Yaşanan ekonomik krizlere acil tedbirler alınarak “en asgariye” indirme çabası göstermesi gereken hükümetse;
“Krizin bizi teğet geçtiğini” savunarak, popülist söylemlerin arkasına sığınmayı seçmiştir.
2009 yılı, ekonomide daralma, işsizlik, yoksulluk ve açlıkların büyüyerek arttığı, binlerce işyerine kepenk vurulduğu bir yıl olmaktan kendini kurtaramamıştır.
Hükümetin krizle ilgili almaya çalıştığı tedbirler yetersiz ve geçici tedbirler olunca; son bir yıllık süreç de işsizlik %10, 7 den, % 13, 4 yükselmiş, işsiz sayısı 2 milyon 601 binden, 3 milyon 396 bine ulaşmıştır.
2009 yılında İthalat hacminde ki azalış %36, 8 i bulmuş, toplam dış ticaret hacminde ise %33, 2 oranında bir daralma gerçekleşmiştir.
İthalatta ki bu daralma sonucu işsizlik, yoksulluk ve açlık artmıştır. Sanayici, çiftci, KOBİ’ler üretemez ve ürettiğini de satamaz hale gelmiştir.
Bütün bu olanların sonucu, özellikle de sanayide ve KOBİ’lerde işyeri kapatmaları, işten çıkarmalar önlenememiş, sonuç da üretemeyen, ürettiğini satamayan bir sanayi yapısı ortaya çıkmıştır.
Emek cephesinde ise kayıplar ve yeni yükler hükümetce birbiri ardına hayata geçirilmeye başlandı.
Hükümetin bu konuda ki son bir yıllık icraatına bakıldığında;
*Emeklilik yaşı 60 dan, 65 e çekildi.
*Başka geliri olan dul eşe bağlanan “ölüm aylığı” %75 den, % 50 ye indirildi.
*Askerlik borçlanması (20 aylık) 2272. TL den, 4440 TL.ye çıkarıldı.

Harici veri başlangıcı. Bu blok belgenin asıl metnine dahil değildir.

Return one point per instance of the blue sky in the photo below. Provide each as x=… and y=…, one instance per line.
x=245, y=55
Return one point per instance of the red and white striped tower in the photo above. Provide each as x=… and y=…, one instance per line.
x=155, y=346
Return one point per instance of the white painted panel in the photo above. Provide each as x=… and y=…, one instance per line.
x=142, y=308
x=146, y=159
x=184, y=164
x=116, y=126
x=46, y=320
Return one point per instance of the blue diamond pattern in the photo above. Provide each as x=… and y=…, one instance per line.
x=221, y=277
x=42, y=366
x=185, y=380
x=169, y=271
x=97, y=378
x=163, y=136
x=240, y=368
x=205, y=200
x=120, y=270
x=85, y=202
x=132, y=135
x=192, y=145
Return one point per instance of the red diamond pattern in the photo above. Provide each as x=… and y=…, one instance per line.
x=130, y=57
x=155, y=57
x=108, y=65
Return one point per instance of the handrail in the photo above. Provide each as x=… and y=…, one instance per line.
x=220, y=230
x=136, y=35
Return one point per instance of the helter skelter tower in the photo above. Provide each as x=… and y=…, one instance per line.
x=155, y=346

*Yaş sınırı olmaksızın ana ve babadan sağlık hizmeti alankız çocuklarına sınırlama getirildi.
*Emekli olduktan sonra çalışmaya devam edenlerin, emekli maaşlarının kesilmesi kararlaştırıldı.
*İşsiz kalanların Sağlık Sigortası 6 aydan, 3 aya çekildi.
*Sağlık hizmetlerinde alınan “katkı payları” arttırıldı.Sağlık ocakları ve aile hekimliğine başvurularda 2 TL (daha önce alınmıyordu),
Devlet hastanelerine müracaatta 8 Tl,
Özel hastanelere başvurularda ise 15 TL katkı payı alınmasına başlandı.
Hükümet sağlık da ki bu uygulama ile “vatandaşın cebindeki son kuruşa” da göz diktiğini göstermiştir.
*AB Uyum Yasaları kapsamında Kamu çalışanlarına “söz verilmesine” rağmen, “grevli ve toplu sözleşmeli” sendikal haklar bir türlü gündeme getirilmemiştir.
Görüldüğü gibi, AKP İktidarı 2008 de olduğu gibi, 2009 yılında da emek cephesini, görmezden gelmiş, İşçi ve memur sendikalarının “uyarılarına” rağmen ileri bir adım atmamakta direnmiştir.
2009 yılı “icraatın içinden” uygulamalarına bakacak olursak;
*Özelleştirmeler hız kesmeden devam etmiş, bu dönemde yaklaşık 200 bin kamu çalışanı “özelleştirme” mağduru olmuştur.
*Çalışanlara “artan milli gelirden” pay verilmemiş, büyümenin “kaymağı” küresel sermayeye dağıtılmıştır.
*Uygulanan “yanlış ekonomik politikalarla” şçi, memur, emekli, dul ve yetimler “açlığa” mahkûm edilmişlerdir.
*Milli gelir dağıtılırken her yıl küçültülen pasta dilimi reva görülen “dar ve sabit gelirliler” vergi toplanırken hatırlanmış, dolaylı vergilerle vatandaşın “bükülen beli” bir daha doğrultmamak üzere “kırılmıştır”.
2010 yılı bütçesi de hayal kırıklığı yaratmış, işçiye, memura, emekliye, işsize yönelik ne bir iyileştirme, nede bir “nefes aldıracak” tedbir görülmemektedir.
Sonuç da yurdum insanı için;
Demek yine bana hüsran,
Bana yine hasret var.
Yine bana esmer günler düştü eyvah,
Yine bana hüsran, bana yine hasret var.
Yine bana sensiz günler düştü.
Dizelerini içeren şarkıyı söylemeye devam edecek;
Ya da;
Emek cephesini oluşturan tüm kesimler bir ve bütünleşerek, tek yumruk olarak haklı taleplerini bu iktidara demokratik yollardan “kabul ettirme” mücadelesini vermeye gayret gösterecek.